Why a TIA Is a Warning
The combined risk of a full stroke after a TIA ranges from 10% to 20% in the first three months if the underlying cause goes untreated. The highest danger period is the first two days, when the stroke risk sits around 3%. After that, risk stays elevated at about 5% by one week and 8% by one month.
Doctors use a scoring system called ABCD2 to gauge how urgent the situation is. It assigns points based on five factors: age 60 or older, blood pressure above 140/90, whether symptoms included weakness or speech problems, how long the symptoms lasted, and whether you have diabetes.
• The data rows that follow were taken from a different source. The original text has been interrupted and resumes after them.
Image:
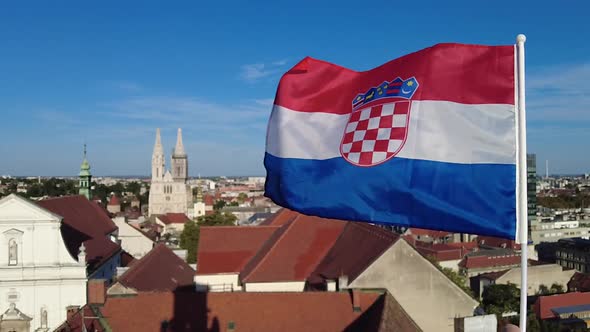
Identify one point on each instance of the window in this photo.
(12, 252)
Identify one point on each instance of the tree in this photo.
(455, 277)
(217, 219)
(499, 299)
(556, 288)
(242, 197)
(533, 324)
(543, 290)
(218, 205)
(133, 187)
(189, 240)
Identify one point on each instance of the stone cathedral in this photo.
(169, 191)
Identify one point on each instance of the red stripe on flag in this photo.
(448, 72)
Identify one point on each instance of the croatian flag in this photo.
(427, 140)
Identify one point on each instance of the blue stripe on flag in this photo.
(465, 198)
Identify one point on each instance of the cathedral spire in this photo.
(158, 149)
(85, 177)
(158, 163)
(179, 148)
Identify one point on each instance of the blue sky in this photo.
(108, 73)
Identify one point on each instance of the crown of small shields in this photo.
(397, 88)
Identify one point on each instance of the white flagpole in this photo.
(522, 204)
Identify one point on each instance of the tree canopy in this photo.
(189, 238)
(499, 299)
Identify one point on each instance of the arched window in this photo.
(12, 252)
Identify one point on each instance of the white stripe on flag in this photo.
(439, 131)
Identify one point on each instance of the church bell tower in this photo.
(85, 177)
(179, 160)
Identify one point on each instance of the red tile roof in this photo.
(84, 222)
(544, 304)
(444, 251)
(358, 246)
(464, 245)
(290, 312)
(173, 218)
(209, 199)
(474, 262)
(114, 200)
(160, 270)
(429, 233)
(293, 252)
(74, 323)
(579, 282)
(498, 242)
(127, 259)
(280, 217)
(227, 249)
(493, 275)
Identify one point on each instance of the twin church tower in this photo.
(169, 191)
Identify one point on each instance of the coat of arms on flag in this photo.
(378, 126)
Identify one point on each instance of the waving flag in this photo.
(427, 140)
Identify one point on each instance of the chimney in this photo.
(331, 285)
(71, 311)
(356, 300)
(97, 291)
(343, 282)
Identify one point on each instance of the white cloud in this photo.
(268, 102)
(559, 93)
(256, 71)
(126, 86)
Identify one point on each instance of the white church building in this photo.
(39, 278)
(169, 191)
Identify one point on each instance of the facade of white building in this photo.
(39, 278)
(169, 191)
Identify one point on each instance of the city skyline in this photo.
(71, 76)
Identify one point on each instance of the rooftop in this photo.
(294, 251)
(227, 249)
(243, 311)
(545, 304)
(161, 269)
(173, 218)
(85, 222)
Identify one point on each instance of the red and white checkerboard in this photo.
(375, 134)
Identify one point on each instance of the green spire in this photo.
(85, 177)
(199, 194)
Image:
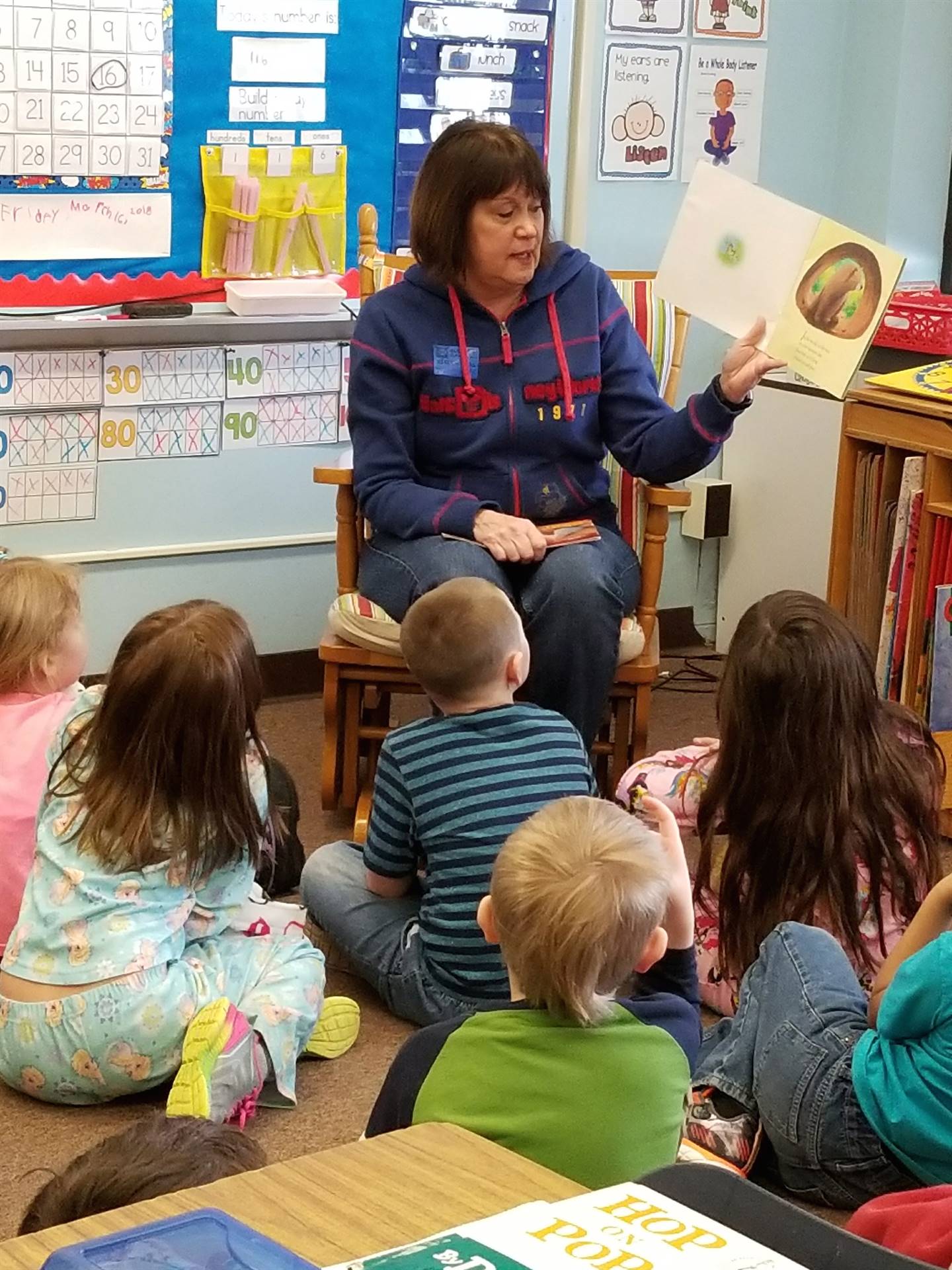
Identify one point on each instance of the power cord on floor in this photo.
(692, 677)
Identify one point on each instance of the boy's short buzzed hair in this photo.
(576, 892)
(153, 1158)
(457, 636)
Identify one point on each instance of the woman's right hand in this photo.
(508, 539)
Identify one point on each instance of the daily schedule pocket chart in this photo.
(157, 375)
(282, 421)
(161, 431)
(270, 370)
(81, 88)
(59, 379)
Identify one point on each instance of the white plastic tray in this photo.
(282, 296)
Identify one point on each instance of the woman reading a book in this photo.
(485, 389)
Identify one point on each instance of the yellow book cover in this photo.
(933, 381)
(826, 325)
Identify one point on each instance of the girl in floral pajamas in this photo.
(819, 804)
(122, 972)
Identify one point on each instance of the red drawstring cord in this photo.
(563, 359)
(461, 337)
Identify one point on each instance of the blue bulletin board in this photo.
(491, 58)
(362, 62)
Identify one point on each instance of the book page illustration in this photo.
(841, 295)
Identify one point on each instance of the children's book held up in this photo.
(739, 253)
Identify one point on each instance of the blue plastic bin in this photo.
(205, 1240)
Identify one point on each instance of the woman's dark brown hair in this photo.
(153, 1158)
(470, 161)
(815, 777)
(160, 769)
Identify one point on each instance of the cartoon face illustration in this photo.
(16, 947)
(125, 1060)
(32, 1080)
(143, 959)
(177, 873)
(63, 887)
(639, 122)
(128, 892)
(63, 824)
(175, 919)
(85, 1066)
(724, 95)
(77, 943)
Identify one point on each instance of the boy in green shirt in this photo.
(571, 1074)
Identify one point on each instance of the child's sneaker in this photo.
(337, 1029)
(725, 1128)
(222, 1068)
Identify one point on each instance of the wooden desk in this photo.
(344, 1203)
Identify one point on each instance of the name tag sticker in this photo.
(447, 361)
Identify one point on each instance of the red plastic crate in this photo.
(918, 319)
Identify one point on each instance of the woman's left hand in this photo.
(746, 365)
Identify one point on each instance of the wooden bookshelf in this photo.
(896, 426)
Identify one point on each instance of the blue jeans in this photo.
(571, 605)
(787, 1054)
(380, 937)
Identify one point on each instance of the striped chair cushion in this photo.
(357, 620)
(654, 320)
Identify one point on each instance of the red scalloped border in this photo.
(50, 292)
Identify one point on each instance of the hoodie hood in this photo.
(565, 263)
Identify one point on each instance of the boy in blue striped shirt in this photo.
(448, 793)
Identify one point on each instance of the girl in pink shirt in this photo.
(818, 806)
(42, 656)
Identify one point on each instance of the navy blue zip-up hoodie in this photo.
(452, 412)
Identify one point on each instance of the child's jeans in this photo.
(380, 937)
(126, 1037)
(787, 1054)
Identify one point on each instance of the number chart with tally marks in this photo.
(48, 466)
(85, 95)
(161, 432)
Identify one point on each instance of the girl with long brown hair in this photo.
(823, 796)
(122, 970)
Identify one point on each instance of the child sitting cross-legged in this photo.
(42, 656)
(852, 1095)
(824, 796)
(122, 972)
(448, 790)
(582, 1071)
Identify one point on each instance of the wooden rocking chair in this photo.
(360, 680)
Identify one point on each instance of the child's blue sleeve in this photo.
(390, 850)
(920, 999)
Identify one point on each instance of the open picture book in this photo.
(627, 1227)
(739, 253)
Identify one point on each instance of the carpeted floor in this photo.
(334, 1099)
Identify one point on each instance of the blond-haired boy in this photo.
(583, 1071)
(447, 793)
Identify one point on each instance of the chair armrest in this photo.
(333, 476)
(660, 495)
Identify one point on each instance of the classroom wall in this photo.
(856, 125)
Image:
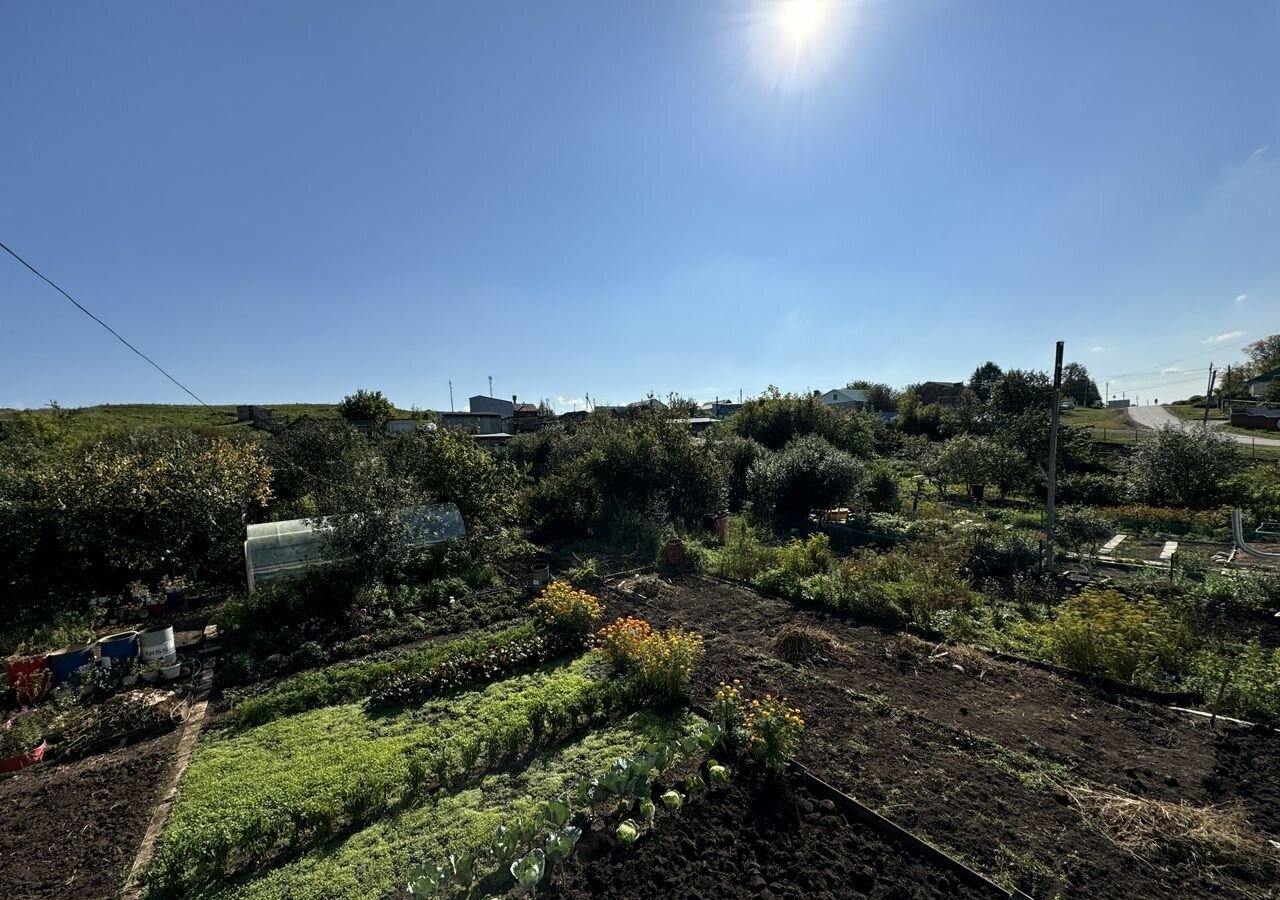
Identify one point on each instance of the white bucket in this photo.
(158, 644)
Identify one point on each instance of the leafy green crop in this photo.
(298, 780)
(348, 683)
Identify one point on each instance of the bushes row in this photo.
(306, 777)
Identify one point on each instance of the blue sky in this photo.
(287, 201)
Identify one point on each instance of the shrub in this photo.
(1084, 530)
(1183, 467)
(778, 583)
(586, 574)
(659, 663)
(565, 612)
(1091, 489)
(881, 490)
(1252, 677)
(807, 474)
(1105, 633)
(805, 557)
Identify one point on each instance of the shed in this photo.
(292, 547)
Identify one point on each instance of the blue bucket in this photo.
(123, 645)
(63, 663)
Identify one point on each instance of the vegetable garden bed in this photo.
(977, 759)
(757, 837)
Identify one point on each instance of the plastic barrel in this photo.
(123, 645)
(63, 663)
(158, 645)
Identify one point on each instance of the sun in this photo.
(801, 21)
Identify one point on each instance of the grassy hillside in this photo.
(90, 421)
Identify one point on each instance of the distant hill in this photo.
(88, 421)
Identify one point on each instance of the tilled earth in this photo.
(979, 755)
(72, 831)
(760, 840)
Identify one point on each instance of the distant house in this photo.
(721, 409)
(695, 424)
(1260, 385)
(944, 393)
(649, 402)
(475, 423)
(1256, 417)
(503, 407)
(845, 398)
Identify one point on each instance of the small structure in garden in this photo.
(292, 547)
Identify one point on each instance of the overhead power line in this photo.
(114, 333)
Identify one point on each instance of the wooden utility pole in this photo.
(1208, 393)
(1052, 458)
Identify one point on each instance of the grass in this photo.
(92, 421)
(346, 684)
(297, 780)
(374, 862)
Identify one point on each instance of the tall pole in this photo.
(1208, 393)
(1052, 458)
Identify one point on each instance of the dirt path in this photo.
(974, 759)
(1157, 416)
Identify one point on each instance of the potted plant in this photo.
(28, 674)
(174, 592)
(22, 741)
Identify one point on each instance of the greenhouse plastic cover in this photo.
(279, 549)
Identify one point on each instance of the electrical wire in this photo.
(114, 333)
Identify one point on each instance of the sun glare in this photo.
(801, 19)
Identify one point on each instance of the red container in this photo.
(14, 763)
(30, 677)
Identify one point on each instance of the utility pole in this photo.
(1052, 460)
(1208, 393)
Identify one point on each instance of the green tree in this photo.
(1264, 353)
(807, 474)
(1078, 385)
(366, 406)
(984, 378)
(1083, 530)
(1183, 467)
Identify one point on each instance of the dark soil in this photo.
(758, 840)
(72, 831)
(976, 754)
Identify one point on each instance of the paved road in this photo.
(1155, 416)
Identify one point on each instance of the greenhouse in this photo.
(286, 548)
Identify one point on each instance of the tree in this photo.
(149, 503)
(366, 406)
(777, 420)
(807, 474)
(984, 378)
(1183, 467)
(1264, 353)
(965, 458)
(1083, 530)
(1078, 385)
(1019, 391)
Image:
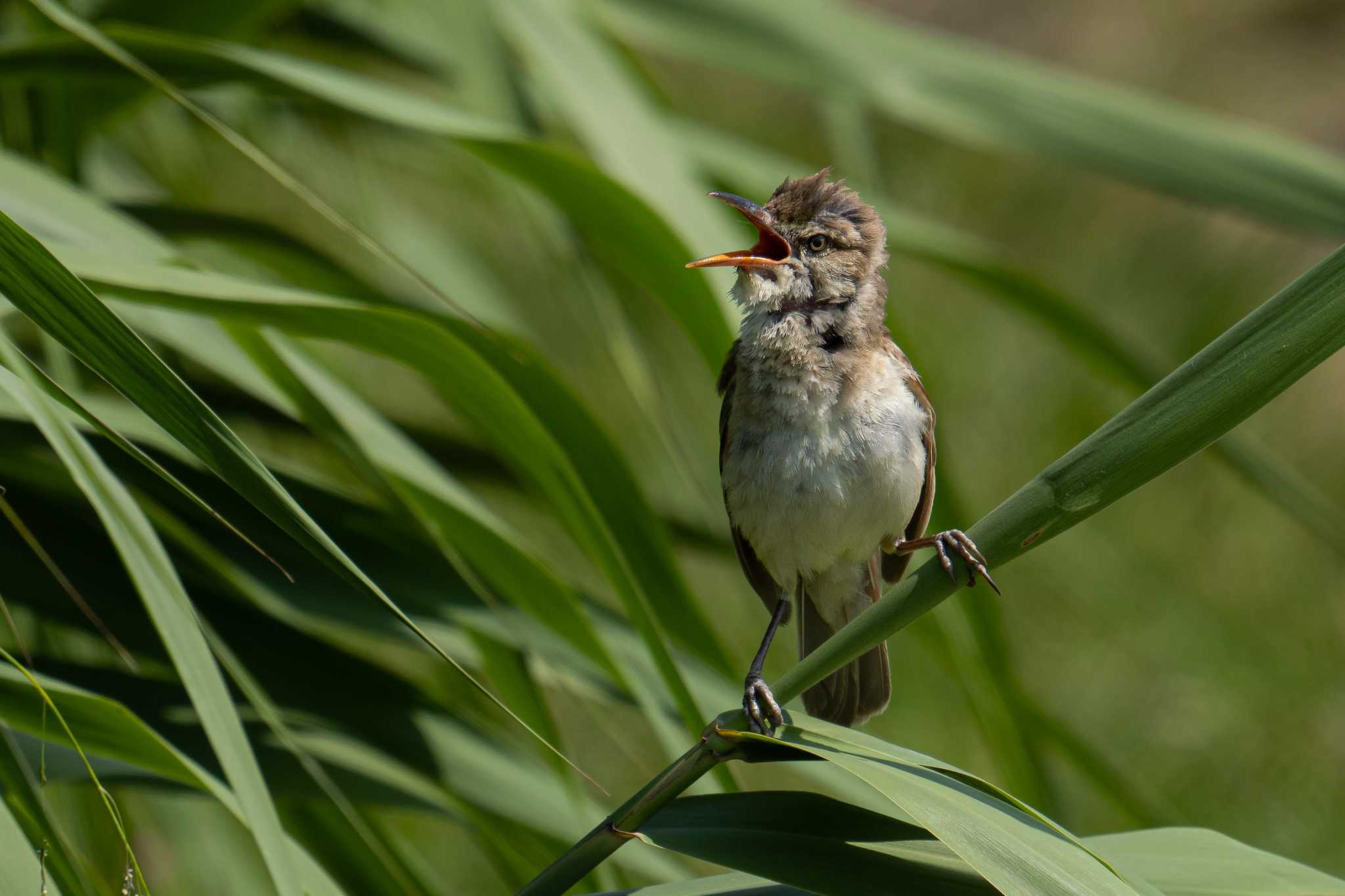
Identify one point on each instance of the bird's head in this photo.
(820, 253)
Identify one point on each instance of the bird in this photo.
(826, 438)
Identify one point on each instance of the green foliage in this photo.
(310, 304)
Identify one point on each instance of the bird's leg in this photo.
(758, 702)
(954, 539)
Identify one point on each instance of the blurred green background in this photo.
(1178, 660)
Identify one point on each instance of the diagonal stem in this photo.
(1212, 393)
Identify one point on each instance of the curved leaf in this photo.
(62, 305)
(811, 842)
(619, 226)
(173, 614)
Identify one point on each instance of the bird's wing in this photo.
(894, 565)
(758, 576)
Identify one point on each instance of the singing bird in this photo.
(826, 437)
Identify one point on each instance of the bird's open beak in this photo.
(771, 247)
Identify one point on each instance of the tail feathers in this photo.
(853, 694)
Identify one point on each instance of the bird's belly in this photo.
(811, 496)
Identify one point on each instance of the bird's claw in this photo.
(757, 694)
(967, 550)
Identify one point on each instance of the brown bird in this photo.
(826, 437)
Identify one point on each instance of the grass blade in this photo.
(1212, 393)
(174, 617)
(64, 307)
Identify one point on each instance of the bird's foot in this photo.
(967, 550)
(759, 704)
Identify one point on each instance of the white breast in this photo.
(827, 475)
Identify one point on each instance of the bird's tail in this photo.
(853, 694)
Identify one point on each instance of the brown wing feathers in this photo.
(894, 565)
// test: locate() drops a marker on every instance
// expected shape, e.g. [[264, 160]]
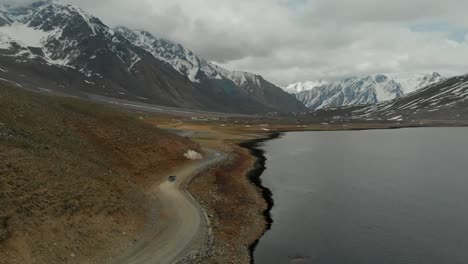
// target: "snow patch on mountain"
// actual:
[[296, 88], [360, 90], [25, 35]]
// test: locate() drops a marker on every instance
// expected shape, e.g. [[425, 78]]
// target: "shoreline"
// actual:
[[254, 176]]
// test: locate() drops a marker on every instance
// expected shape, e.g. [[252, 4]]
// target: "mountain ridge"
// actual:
[[63, 47], [364, 90]]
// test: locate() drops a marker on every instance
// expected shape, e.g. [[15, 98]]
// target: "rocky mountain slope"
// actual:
[[206, 74], [63, 48], [446, 100], [359, 90]]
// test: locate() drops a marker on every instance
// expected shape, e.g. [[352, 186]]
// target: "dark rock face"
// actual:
[[446, 100], [351, 91], [76, 52]]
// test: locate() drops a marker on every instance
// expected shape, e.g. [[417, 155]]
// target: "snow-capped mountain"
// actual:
[[363, 90], [445, 100], [411, 83], [203, 72], [63, 47], [299, 87]]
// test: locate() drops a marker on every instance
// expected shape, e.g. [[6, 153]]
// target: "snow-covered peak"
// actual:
[[241, 78], [413, 82], [296, 88], [181, 59]]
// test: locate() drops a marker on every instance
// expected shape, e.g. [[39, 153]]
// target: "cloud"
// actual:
[[297, 40]]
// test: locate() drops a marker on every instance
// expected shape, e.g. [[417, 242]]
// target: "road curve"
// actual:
[[178, 223]]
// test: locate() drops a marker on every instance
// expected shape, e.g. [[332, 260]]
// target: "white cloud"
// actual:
[[296, 40]]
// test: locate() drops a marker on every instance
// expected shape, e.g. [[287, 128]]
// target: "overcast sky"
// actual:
[[298, 40]]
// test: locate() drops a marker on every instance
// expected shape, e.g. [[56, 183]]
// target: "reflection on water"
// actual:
[[367, 197]]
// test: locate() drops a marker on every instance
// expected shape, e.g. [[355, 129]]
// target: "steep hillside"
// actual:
[[63, 48], [359, 90], [446, 100], [73, 177], [206, 74]]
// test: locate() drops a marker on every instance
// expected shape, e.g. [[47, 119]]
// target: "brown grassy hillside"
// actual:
[[73, 176]]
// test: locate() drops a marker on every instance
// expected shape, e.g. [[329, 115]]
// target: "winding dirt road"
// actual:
[[178, 224]]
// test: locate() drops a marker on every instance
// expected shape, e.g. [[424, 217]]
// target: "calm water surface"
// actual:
[[368, 197]]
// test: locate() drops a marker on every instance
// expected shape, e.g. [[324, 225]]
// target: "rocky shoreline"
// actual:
[[254, 175]]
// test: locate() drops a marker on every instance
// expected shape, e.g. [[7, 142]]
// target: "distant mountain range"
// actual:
[[365, 90], [63, 48], [445, 100]]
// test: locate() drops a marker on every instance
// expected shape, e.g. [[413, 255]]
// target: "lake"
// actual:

Higher scores signal a greater short-term stroke risk.
The modern definition of TIA no longer relies only on whether symptoms resolve within 24 hours. Instead, it hinges on whether brain imaging shows actual tissue damage. MRI with a specialized technique called diffusion-weighted imaging detects signs of ischemia in roughly half of all TIA cases. When imaging reveals damage, the event is reclassified as a minor stroke regardless of how quickly symptoms cleared. This distinction matters because it changes treatment decisions and risk predictions going forward.
Identifying the specific cause of a TIA drives what happens next. Someone with AFib needs blood thinners. Someone with severe carotid narrowing may need a procedure. Someone with uncontrolled blood pressure or diabetes needs aggressive management of those conditions. The TIA itself is temporary, but the underlying cause persists until it’s addressed.